Being a heretic, speaking my opinion - my parents were the same, so... Even if I denounced them, they might've just put the focus on my being their child, instead of at my words. So maybe it was only in my mind I had any control over it at all. [It wouldn't be the first time Armin looked into the past and found a way to blame himself.] But I always thought, you know, if one of these guys is going to shatter a couple of my ribs, at least I'll get a word in edgewise about it. At least they'll know they haven't changed my mind, no matter what the punishment. When we were refugees, people did hate us for no reason. Because we were poor and had nowhere to go. People cared so little for refugees that no one batted an eye when thousands were sent to be slaughtered. Everyone was just glad there was more food to go around.

[Armin swallows.]

But it wasn't like that in training. The truly weak people quit, were too injured to continue, or even died. Even if I'm not um, what people would call a great athlete - I still survived it. And I had friends [a bitter little smile, because he wants to say Reiner] who wanted to help me.

We were all in it together. Nothing else mattered.

But I don't know. I've - changed a little, since that happened.

I still think it's wrong, but it wouldn't shock me now that someone might assume certain things just by looking at me.
blondtactician: (uggghhh)

[personal profile] blondtactician 2014-09-26 09:55 am (UTC)(link)
[Armin looks away a moment. He's close to tears and while he doesn't really care if Jaime sees them, he gives himself a moment to breathe and composes himself.

Jaime is really, really nice. Maybe he's just a little bit worried about that, for some reason. It sort of makes his stomach hurt.

Or that could be the delicious concha, full of sugar as it is.]

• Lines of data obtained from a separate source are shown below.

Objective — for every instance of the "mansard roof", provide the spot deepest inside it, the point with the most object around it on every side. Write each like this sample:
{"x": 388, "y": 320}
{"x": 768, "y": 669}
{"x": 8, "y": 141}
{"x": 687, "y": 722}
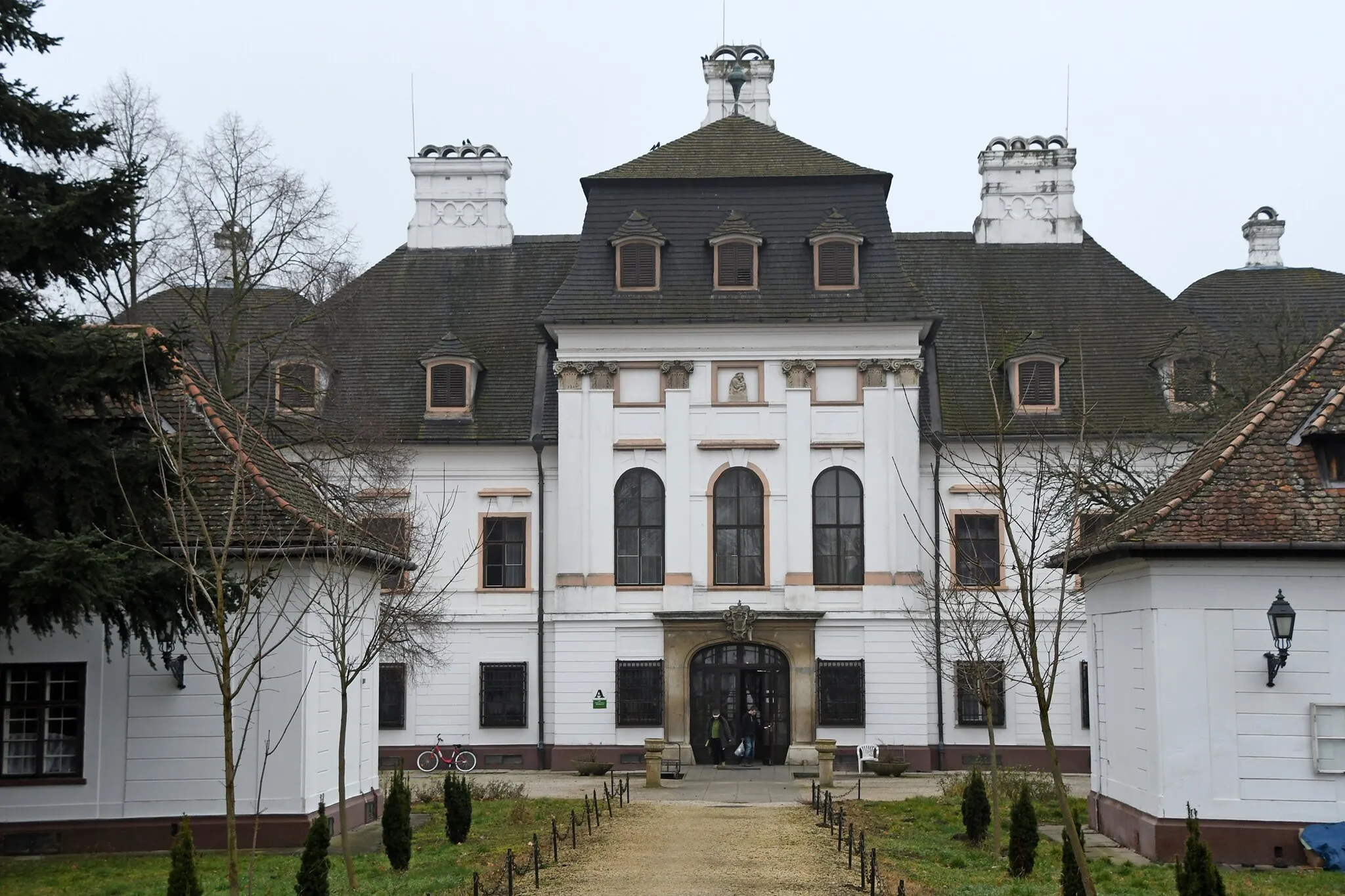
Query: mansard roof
{"x": 735, "y": 147}
{"x": 1255, "y": 482}
{"x": 1101, "y": 316}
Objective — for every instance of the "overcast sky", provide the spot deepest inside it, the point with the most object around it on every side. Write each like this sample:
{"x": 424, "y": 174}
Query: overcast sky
{"x": 1187, "y": 116}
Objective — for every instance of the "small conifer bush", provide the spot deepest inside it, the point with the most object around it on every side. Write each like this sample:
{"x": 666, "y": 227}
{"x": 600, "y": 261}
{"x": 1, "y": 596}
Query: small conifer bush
{"x": 315, "y": 864}
{"x": 1023, "y": 836}
{"x": 183, "y": 879}
{"x": 397, "y": 824}
{"x": 975, "y": 807}
{"x": 1196, "y": 871}
{"x": 458, "y": 807}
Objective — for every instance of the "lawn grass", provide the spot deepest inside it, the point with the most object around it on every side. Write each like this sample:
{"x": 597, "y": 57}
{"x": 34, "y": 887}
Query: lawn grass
{"x": 916, "y": 842}
{"x": 436, "y": 864}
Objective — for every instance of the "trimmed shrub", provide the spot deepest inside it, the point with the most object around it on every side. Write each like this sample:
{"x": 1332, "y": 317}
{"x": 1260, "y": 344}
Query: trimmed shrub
{"x": 1023, "y": 836}
{"x": 397, "y": 824}
{"x": 183, "y": 879}
{"x": 1196, "y": 872}
{"x": 315, "y": 864}
{"x": 975, "y": 807}
{"x": 458, "y": 807}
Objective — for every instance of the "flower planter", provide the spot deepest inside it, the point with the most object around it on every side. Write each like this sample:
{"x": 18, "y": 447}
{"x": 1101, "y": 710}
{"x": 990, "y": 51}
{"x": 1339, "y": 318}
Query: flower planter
{"x": 595, "y": 769}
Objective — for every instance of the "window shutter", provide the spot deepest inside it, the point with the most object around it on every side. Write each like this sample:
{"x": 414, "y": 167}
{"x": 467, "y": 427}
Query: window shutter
{"x": 449, "y": 386}
{"x": 835, "y": 264}
{"x": 638, "y": 265}
{"x": 1036, "y": 383}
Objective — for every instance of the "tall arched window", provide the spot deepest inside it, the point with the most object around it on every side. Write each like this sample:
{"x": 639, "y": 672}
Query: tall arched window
{"x": 739, "y": 528}
{"x": 639, "y": 528}
{"x": 837, "y": 528}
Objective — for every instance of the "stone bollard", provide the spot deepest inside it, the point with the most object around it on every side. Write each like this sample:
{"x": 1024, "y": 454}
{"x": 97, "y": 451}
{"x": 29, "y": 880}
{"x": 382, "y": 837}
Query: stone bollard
{"x": 826, "y": 762}
{"x": 654, "y": 762}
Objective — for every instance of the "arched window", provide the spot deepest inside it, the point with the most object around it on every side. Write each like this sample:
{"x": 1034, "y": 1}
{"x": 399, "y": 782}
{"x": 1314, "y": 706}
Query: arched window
{"x": 739, "y": 528}
{"x": 639, "y": 528}
{"x": 837, "y": 528}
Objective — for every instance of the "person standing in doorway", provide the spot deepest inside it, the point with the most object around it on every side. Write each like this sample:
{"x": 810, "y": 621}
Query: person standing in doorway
{"x": 721, "y": 736}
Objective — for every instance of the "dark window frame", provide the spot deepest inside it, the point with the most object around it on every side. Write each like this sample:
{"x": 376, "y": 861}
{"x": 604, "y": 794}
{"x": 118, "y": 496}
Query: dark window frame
{"x": 639, "y": 694}
{"x": 503, "y": 683}
{"x": 736, "y": 477}
{"x": 820, "y": 558}
{"x": 841, "y": 694}
{"x": 967, "y": 702}
{"x": 645, "y": 530}
{"x": 395, "y": 710}
{"x": 43, "y": 707}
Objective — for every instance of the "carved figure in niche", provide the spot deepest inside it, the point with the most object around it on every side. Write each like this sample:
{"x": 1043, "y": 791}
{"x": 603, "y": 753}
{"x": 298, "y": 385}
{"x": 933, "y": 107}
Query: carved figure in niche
{"x": 739, "y": 387}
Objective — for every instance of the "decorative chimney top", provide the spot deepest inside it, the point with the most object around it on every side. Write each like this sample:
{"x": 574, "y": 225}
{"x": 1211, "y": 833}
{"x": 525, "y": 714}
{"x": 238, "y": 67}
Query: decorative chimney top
{"x": 1262, "y": 233}
{"x": 1028, "y": 192}
{"x": 460, "y": 198}
{"x": 739, "y": 79}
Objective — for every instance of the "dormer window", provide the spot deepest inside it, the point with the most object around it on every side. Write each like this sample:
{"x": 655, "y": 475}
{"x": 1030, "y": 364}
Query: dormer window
{"x": 1036, "y": 385}
{"x": 835, "y": 264}
{"x": 735, "y": 265}
{"x": 638, "y": 265}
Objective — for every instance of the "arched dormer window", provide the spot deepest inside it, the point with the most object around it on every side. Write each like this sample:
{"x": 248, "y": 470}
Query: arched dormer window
{"x": 299, "y": 386}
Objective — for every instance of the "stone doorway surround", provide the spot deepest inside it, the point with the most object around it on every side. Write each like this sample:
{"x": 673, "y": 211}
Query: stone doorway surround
{"x": 791, "y": 631}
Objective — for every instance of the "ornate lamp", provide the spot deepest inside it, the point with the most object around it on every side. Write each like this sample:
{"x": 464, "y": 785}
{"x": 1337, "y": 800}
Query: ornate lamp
{"x": 1281, "y": 617}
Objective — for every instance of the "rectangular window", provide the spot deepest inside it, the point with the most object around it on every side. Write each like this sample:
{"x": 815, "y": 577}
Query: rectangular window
{"x": 505, "y": 545}
{"x": 42, "y": 712}
{"x": 391, "y": 695}
{"x": 503, "y": 695}
{"x": 975, "y": 681}
{"x": 977, "y": 550}
{"x": 841, "y": 692}
{"x": 639, "y": 692}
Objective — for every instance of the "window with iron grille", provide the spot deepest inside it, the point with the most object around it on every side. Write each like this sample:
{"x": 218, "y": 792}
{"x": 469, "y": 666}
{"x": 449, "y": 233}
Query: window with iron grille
{"x": 391, "y": 695}
{"x": 975, "y": 679}
{"x": 638, "y": 265}
{"x": 1036, "y": 383}
{"x": 503, "y": 695}
{"x": 835, "y": 264}
{"x": 739, "y": 528}
{"x": 738, "y": 264}
{"x": 639, "y": 692}
{"x": 42, "y": 712}
{"x": 639, "y": 528}
{"x": 296, "y": 387}
{"x": 837, "y": 528}
{"x": 505, "y": 544}
{"x": 839, "y": 692}
{"x": 977, "y": 550}
{"x": 449, "y": 386}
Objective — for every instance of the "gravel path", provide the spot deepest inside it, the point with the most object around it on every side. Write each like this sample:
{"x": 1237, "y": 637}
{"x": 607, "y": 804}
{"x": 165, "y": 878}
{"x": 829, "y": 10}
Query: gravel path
{"x": 693, "y": 849}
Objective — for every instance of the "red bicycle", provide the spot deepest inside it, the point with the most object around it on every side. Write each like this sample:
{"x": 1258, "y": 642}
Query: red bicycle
{"x": 459, "y": 758}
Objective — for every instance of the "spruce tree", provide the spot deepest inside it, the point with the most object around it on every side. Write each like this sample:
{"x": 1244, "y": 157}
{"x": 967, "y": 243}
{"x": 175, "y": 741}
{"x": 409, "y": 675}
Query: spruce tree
{"x": 1196, "y": 872}
{"x": 76, "y": 459}
{"x": 314, "y": 864}
{"x": 397, "y": 824}
{"x": 975, "y": 807}
{"x": 183, "y": 879}
{"x": 458, "y": 807}
{"x": 1023, "y": 836}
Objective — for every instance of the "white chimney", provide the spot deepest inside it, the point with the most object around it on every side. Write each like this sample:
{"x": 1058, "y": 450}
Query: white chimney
{"x": 1262, "y": 233}
{"x": 459, "y": 198}
{"x": 755, "y": 96}
{"x": 1028, "y": 192}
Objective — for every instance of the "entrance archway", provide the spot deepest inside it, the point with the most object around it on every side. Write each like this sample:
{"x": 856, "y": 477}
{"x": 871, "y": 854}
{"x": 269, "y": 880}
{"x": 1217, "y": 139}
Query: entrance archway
{"x": 734, "y": 677}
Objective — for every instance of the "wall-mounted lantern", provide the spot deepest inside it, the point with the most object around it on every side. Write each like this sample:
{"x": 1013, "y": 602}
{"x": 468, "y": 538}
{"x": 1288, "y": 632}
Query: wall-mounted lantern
{"x": 1282, "y": 630}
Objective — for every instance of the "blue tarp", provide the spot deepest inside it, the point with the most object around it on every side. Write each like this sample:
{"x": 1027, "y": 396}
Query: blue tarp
{"x": 1327, "y": 842}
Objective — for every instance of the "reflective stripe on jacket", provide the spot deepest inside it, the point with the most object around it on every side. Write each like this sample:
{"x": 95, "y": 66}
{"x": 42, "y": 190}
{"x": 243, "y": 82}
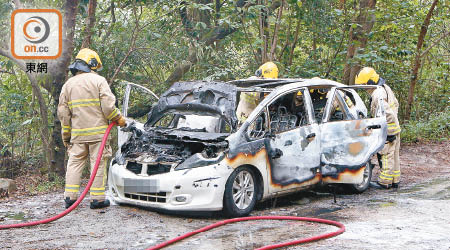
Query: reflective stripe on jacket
{"x": 390, "y": 105}
{"x": 86, "y": 105}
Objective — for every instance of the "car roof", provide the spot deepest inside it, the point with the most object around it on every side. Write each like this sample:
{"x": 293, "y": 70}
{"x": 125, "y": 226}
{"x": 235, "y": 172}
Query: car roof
{"x": 281, "y": 85}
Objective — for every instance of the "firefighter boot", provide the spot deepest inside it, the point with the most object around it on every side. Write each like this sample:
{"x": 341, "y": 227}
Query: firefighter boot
{"x": 99, "y": 204}
{"x": 378, "y": 185}
{"x": 69, "y": 202}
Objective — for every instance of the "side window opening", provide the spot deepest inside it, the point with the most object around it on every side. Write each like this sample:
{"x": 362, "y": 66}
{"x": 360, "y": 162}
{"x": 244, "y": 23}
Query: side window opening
{"x": 319, "y": 97}
{"x": 339, "y": 110}
{"x": 287, "y": 112}
{"x": 258, "y": 128}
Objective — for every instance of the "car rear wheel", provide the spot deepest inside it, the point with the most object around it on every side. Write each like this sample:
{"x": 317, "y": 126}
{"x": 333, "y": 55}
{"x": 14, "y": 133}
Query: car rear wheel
{"x": 240, "y": 192}
{"x": 364, "y": 185}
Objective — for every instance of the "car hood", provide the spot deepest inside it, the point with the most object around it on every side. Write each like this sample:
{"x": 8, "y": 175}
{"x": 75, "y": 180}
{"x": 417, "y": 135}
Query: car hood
{"x": 200, "y": 98}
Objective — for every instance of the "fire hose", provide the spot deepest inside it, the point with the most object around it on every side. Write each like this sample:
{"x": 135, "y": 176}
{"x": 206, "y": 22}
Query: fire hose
{"x": 284, "y": 244}
{"x": 179, "y": 238}
{"x": 78, "y": 201}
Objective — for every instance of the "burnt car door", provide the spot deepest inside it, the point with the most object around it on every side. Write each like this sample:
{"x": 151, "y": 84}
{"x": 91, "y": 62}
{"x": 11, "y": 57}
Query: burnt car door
{"x": 350, "y": 137}
{"x": 293, "y": 143}
{"x": 137, "y": 102}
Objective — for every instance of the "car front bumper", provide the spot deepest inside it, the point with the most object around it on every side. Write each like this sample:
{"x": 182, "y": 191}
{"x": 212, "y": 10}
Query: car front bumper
{"x": 195, "y": 189}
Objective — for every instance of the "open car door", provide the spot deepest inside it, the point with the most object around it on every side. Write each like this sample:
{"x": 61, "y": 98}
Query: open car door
{"x": 350, "y": 136}
{"x": 137, "y": 102}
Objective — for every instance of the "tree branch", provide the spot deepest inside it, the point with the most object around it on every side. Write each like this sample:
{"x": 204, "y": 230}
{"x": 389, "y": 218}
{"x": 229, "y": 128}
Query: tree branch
{"x": 90, "y": 23}
{"x": 130, "y": 48}
{"x": 435, "y": 43}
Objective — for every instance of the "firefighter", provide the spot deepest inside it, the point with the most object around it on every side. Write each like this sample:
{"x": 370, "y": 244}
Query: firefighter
{"x": 86, "y": 106}
{"x": 389, "y": 155}
{"x": 249, "y": 100}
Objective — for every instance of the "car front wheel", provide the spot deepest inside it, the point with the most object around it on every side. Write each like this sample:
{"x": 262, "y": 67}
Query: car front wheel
{"x": 240, "y": 192}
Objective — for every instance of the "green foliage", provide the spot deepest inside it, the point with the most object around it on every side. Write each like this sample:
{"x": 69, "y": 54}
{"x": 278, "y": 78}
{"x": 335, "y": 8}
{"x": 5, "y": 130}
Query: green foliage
{"x": 436, "y": 128}
{"x": 151, "y": 38}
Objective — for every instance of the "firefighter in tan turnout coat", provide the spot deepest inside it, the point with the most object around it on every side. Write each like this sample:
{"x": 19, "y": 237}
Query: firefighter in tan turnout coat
{"x": 86, "y": 106}
{"x": 249, "y": 100}
{"x": 390, "y": 158}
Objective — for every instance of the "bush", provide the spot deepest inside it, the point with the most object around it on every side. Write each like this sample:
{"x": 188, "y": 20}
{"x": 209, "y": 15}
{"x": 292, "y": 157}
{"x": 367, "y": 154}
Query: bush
{"x": 436, "y": 128}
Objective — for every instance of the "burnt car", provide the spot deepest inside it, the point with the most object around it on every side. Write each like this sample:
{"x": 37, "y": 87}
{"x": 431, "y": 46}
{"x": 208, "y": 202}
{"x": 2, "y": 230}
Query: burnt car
{"x": 192, "y": 154}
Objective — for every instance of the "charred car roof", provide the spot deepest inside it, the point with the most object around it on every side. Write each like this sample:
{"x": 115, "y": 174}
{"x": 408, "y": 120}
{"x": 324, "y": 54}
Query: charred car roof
{"x": 200, "y": 98}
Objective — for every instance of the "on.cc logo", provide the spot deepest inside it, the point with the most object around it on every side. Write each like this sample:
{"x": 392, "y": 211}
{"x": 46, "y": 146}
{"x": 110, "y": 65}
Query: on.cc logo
{"x": 36, "y": 34}
{"x": 37, "y": 25}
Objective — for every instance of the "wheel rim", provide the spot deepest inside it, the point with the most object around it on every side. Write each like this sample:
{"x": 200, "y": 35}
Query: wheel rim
{"x": 243, "y": 189}
{"x": 365, "y": 177}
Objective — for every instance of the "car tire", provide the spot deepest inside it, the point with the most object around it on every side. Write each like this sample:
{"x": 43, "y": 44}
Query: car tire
{"x": 364, "y": 185}
{"x": 241, "y": 191}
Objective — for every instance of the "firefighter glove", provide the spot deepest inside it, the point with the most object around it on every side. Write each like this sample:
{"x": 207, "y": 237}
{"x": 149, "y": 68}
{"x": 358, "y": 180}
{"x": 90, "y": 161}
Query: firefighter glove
{"x": 391, "y": 138}
{"x": 121, "y": 122}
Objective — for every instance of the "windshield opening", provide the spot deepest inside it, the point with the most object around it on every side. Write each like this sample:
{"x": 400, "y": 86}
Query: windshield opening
{"x": 200, "y": 123}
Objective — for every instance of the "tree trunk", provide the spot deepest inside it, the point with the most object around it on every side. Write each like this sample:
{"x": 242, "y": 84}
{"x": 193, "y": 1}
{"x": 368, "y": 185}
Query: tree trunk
{"x": 90, "y": 23}
{"x": 417, "y": 61}
{"x": 291, "y": 52}
{"x": 358, "y": 38}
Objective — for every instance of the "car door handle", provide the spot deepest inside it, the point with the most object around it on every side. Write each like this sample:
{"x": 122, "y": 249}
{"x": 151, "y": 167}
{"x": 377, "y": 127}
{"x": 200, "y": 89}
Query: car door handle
{"x": 311, "y": 136}
{"x": 374, "y": 127}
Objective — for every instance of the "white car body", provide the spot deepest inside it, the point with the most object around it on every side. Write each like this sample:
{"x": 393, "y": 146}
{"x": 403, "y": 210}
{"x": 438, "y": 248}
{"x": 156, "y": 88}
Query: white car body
{"x": 316, "y": 153}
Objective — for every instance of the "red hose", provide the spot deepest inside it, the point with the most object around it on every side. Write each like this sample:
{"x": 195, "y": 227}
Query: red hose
{"x": 78, "y": 201}
{"x": 179, "y": 238}
{"x": 284, "y": 244}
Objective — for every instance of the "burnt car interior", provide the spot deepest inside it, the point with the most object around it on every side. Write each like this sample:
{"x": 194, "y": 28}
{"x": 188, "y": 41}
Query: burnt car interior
{"x": 284, "y": 113}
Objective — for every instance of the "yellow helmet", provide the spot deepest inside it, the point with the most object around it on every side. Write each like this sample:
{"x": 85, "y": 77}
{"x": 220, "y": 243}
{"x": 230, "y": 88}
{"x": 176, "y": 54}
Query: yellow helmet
{"x": 268, "y": 70}
{"x": 367, "y": 75}
{"x": 91, "y": 58}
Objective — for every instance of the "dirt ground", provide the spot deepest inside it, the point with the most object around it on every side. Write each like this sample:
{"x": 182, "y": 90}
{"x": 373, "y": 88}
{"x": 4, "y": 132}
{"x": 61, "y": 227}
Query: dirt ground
{"x": 416, "y": 216}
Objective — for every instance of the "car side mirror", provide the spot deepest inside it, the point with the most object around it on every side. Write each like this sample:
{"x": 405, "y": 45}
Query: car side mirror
{"x": 270, "y": 135}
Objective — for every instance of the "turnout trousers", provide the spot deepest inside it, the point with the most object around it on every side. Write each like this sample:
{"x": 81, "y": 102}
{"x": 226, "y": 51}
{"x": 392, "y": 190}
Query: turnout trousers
{"x": 390, "y": 162}
{"x": 78, "y": 153}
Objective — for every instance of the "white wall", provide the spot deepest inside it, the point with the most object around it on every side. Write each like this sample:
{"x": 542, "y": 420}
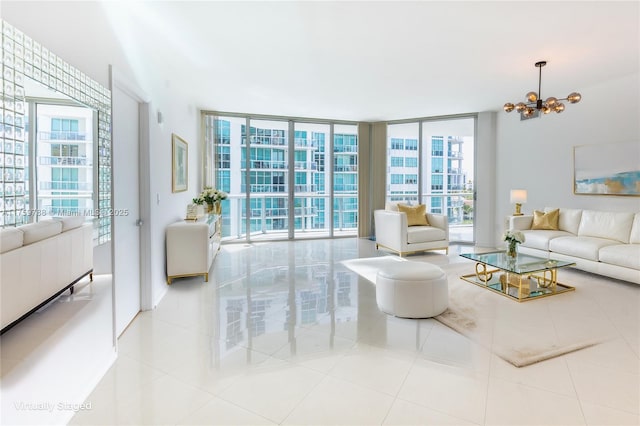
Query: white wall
{"x": 91, "y": 45}
{"x": 537, "y": 154}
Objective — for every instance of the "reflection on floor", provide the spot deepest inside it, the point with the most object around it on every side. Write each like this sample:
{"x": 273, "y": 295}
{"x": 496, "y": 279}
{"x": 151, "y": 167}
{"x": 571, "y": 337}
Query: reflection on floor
{"x": 285, "y": 334}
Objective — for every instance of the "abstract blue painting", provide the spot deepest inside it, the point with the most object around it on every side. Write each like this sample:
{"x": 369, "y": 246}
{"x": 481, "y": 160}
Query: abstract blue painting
{"x": 607, "y": 169}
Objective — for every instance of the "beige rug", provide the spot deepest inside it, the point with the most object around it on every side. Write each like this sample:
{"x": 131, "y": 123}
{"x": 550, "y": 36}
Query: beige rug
{"x": 520, "y": 333}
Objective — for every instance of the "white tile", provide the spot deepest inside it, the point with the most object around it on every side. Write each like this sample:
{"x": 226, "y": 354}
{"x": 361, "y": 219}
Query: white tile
{"x": 163, "y": 401}
{"x": 606, "y": 386}
{"x": 272, "y": 392}
{"x": 598, "y": 415}
{"x": 183, "y": 364}
{"x": 373, "y": 369}
{"x": 219, "y": 412}
{"x": 444, "y": 345}
{"x": 550, "y": 375}
{"x": 513, "y": 404}
{"x": 455, "y": 391}
{"x": 335, "y": 402}
{"x": 407, "y": 413}
{"x": 614, "y": 354}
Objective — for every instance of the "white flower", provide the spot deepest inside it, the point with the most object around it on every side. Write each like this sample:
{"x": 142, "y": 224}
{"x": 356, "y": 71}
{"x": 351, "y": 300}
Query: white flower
{"x": 212, "y": 195}
{"x": 513, "y": 236}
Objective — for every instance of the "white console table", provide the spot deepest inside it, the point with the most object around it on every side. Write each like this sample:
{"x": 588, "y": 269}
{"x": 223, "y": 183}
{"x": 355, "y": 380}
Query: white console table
{"x": 191, "y": 246}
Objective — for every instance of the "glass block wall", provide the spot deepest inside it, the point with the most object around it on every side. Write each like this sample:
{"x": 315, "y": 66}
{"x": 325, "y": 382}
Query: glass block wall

Now... I don't think it's nearly as absurd as I did then.

[Wiping the corner of one of his eyes with his fingertips, he rights himself, looking at Jaime.]

For me, it's been quite a long time since it happened - way more than two months.
blondtactician: (oh crap)

[personal profile] blondtactician 2014-09-27 04:47 am (UTC)(link)
I got back in July. Just before those three made that post, actually.

[Armin's attempted to cope with the fallout of his return here - and his experiences back home - by seeking out information, namely from people he knows to be more experienced in war than the is. Every adult he's reached out to has given him the same advice: Just keep going, soldier on.

Slowly, slowly he's tried to put himself back together, with feeling as if he might crack and shatter from the guilt of not healing at the proper speed. Since then, he's isolated himself from his two friends that do care, who do acknowledge how wrong it all is, because he fears his own words, the uselessness of them.

It's only through the generosity in spirit he's seen in others - namely Jaime and Skye, since he's returned, though he thinks on those who listened before he left, too - that has given him much hope for himself. If not an answer, at least a distraction.]


It feels like years, so much has happened. It was... many months for me.

I - [Armin takes a tissue gratefully, though at this point he's just fidgeting with it in his fingers, twisting it around.] I probably shouldn't start in on it... I only just got my head on right about the whole thing.